Sie sehen also, Herr Kollege Ströbele, dass die griechische Regierung selbst im Hinblick auf die Verschuldungssituation Griechenlands Handlungsbedarf sieht.
Sie wissen, Herr Kollege Ströbele, dass die Bundesregierung die Beteiligung privater Gläubiger im Falle eines neuen Hilfsprogramms für Griechenland als Voraussetzung für einen deutschen Beitrag genannt hat. Mit
dieser Position war die Bundesregierung anfangs innerhalb der Europäischen Union, der Euro-Gruppe, aber
auch der entsprechenden internationalen Institutionen
sehr isoliert. Inzwischen haben wir erreicht, dass eine
private Gläubigerbeteiligung zur Voraussetzung für ein
neues Programm für Griechenland geworden ist. Unser
Haus und auch Bundesfinanzminister Schäuble persönlich stehen mit den Spitzen der deutschen Finanzwirtschaft in Kontakt, um diesbezüglich einen entsprechenden Beitrag der deutschen Finanzwirtschaft zu erreichen.
Sie fragten, warum die Bundesregierung nichts unternimmt, um den Griechen mittels Investitions- und Konjunkturprogrammen aus der Krise herauszuhelfen. Ich
darf darauf hinweisen, dass gerade Bundesminister
Schäuble gegenüber der Europäischen Kommission, der
Euro-Gruppe und der Europäischen Union sehr darauf
drängt, dass Griechenland durch entsprechende Wirtschaftsfördermaßnahmen - zum Beispiel soll durch die
Erzeugung von Solarstrom und durch Solartechnik Wertschöpfung erfolgen - Wachstumsperspektiven gegeben
werden. Diese Position der Bundesregierung hat dazu
geführt, dass der Präsident der Europäischen Kommission Barroso inzwischen angekündigt hat, dass eine Beschleunigung der Auszahlung und eine Bündelung von
Maßnahmen zur Förderung der griechischen Volkswirtschaft auf den Weg gebracht werden sollen. Auf diese
Weise sollen die Wachstumsperspektiven verbessert
werden.
Ihre erste Zusatzfrage, Herr Kollege Ströbele.
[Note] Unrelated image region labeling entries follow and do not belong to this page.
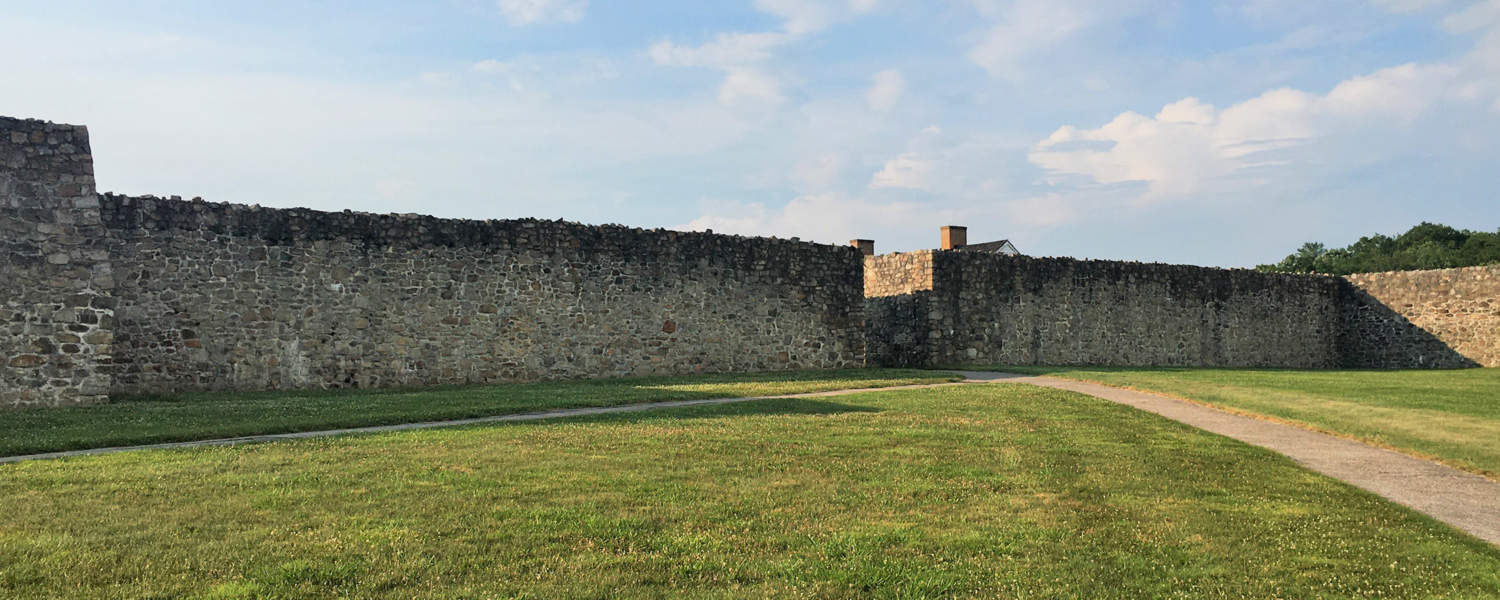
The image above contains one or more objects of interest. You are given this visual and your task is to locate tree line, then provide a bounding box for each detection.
[1256,222,1500,275]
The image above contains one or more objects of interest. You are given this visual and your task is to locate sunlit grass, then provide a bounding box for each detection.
[995,366,1500,477]
[0,386,1500,599]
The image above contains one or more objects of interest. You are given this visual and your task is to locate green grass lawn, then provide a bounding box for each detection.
[995,366,1500,477]
[0,369,957,456]
[0,386,1500,599]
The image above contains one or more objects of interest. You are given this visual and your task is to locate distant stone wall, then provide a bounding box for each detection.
[1340,266,1500,369]
[102,195,864,395]
[867,252,1341,368]
[0,117,114,407]
[864,251,933,297]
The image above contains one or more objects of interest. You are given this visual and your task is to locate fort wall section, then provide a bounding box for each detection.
[867,251,1341,368]
[1340,266,1500,369]
[0,117,114,408]
[0,117,1500,408]
[102,195,864,395]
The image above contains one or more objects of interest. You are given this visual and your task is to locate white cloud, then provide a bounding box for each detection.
[497,0,588,27]
[1031,65,1463,203]
[719,69,785,107]
[792,155,846,191]
[870,155,933,189]
[755,0,878,35]
[1370,0,1448,12]
[648,32,792,69]
[864,69,906,113]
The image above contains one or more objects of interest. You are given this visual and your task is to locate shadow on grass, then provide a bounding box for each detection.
[474,398,881,428]
[0,369,935,456]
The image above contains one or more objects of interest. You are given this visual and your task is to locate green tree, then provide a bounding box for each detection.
[1256,222,1500,275]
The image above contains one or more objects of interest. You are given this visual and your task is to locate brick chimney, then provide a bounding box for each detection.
[942,225,969,251]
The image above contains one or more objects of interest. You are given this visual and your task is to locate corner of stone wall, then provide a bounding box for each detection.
[0,117,114,407]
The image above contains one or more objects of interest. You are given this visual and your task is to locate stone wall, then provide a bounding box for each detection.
[864,251,933,299]
[102,195,864,395]
[1340,266,1500,369]
[0,117,114,407]
[867,252,1341,368]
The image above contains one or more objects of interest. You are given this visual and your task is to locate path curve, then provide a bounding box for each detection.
[959,371,1500,546]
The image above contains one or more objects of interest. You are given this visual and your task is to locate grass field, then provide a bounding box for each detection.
[0,384,1500,599]
[0,369,957,456]
[996,366,1500,479]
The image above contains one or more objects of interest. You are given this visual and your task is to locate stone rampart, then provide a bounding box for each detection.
[102,195,864,395]
[0,117,114,407]
[1340,266,1500,369]
[0,111,1500,407]
[866,251,1341,368]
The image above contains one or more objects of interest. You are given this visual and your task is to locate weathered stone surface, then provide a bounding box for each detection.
[1340,266,1500,369]
[866,251,1341,368]
[0,117,113,407]
[101,195,864,393]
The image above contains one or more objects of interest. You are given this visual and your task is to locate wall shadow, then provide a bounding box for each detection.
[864,290,933,368]
[507,398,881,428]
[1338,281,1482,369]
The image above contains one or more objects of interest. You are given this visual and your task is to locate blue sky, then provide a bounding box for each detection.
[0,0,1500,266]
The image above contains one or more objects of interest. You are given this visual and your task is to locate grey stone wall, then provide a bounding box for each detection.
[0,117,114,407]
[102,195,864,395]
[867,251,1341,368]
[1340,266,1500,369]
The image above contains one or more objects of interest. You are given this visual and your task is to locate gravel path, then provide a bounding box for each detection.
[962,372,1500,546]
Herr Staatssekretär, ich weiß nicht, wie es der Bundesregierung geht, aber wenn ich sehe, was in Griechenland jetzt passiert und was dort beschlossen werden soll,
dann bin ich nicht nur erschrocken, sondern ich will
auch solidarisch sein. Nachdem bereits insbesondere im
Gesundheits- und Sozialbereich ganz erhebliche Sparmaßnahmen beschlossen wurden, werden den Griechen
nun noch zusätzliche erhebliche Einsparungen aufgedrückt. Man kann fast sagen, dass sie damit erpresst werden.
Nach den letzten Nachrichten aus Griechenland von
dieser Stunde ist das Volk in großer Unruhe. In Athen
herrscht fast Ausnahmezustand. Es fahren keine Bahnen.
Es ist zu einem Generalstreik gekommen. Es kommt vor
dem Parlament zu schweren Tumulten. Ich kann das angesichts dessen, was der Bevölkerung dort zugemutet
wird, verstehen. Wenn ich solche Nachrichten sehe,
frage ich mich schon, ob die Europäische Gemeinschaft
- also auch Deutschland und die Bundesregierung nicht eine erhebliche Verantwortung dafür trägt, was
sich derzeit im Urland unserer Demokratie abspielt.
Ich frage mich, ob man allein mit zusätzlichen einschneidenden Sparmaßnahmen in Griechenland etwas
erreichen kann. Ich frage mich auch, ob wir den Griechen nicht falsche Hoffnungen machen. Wir sollten uns
an diejenigen halten, die nach wie vor Gewinne machen.
Dabei handelt es sich um die großen Gläubiger und die
Reichen in Griechenland. Nach allem, was ich aus Griechenland gehört habe, werden ebendiese nicht zur Steuer
herangezogen bzw. nicht in dem Maße, wie das in anderen europäischen Ländern der Fall ist. Ich frage mich daher, ob die Bundesregierung nicht eher eine andere Linie
fahren und sagen sollte: Wir versuchen, euch wieder auf
die Beine zu helfen. Dann kann man über vieles andere
reden.
Herr Kollege Ströbele, niemanden lassen die Bilder
aus Griechenland unberührt. Ich sage aber noch einmal:
Es geht um eine Kombination von Maßnahmen der
Haushaltskonsolidierung, die unerlässlich sind. Das ist
nicht nur die Einschätzung der Bundesregierung, sondern auch die Einschätzung der Troika aus IWF, Europäischer Kommission und Europäischer Zentralbank.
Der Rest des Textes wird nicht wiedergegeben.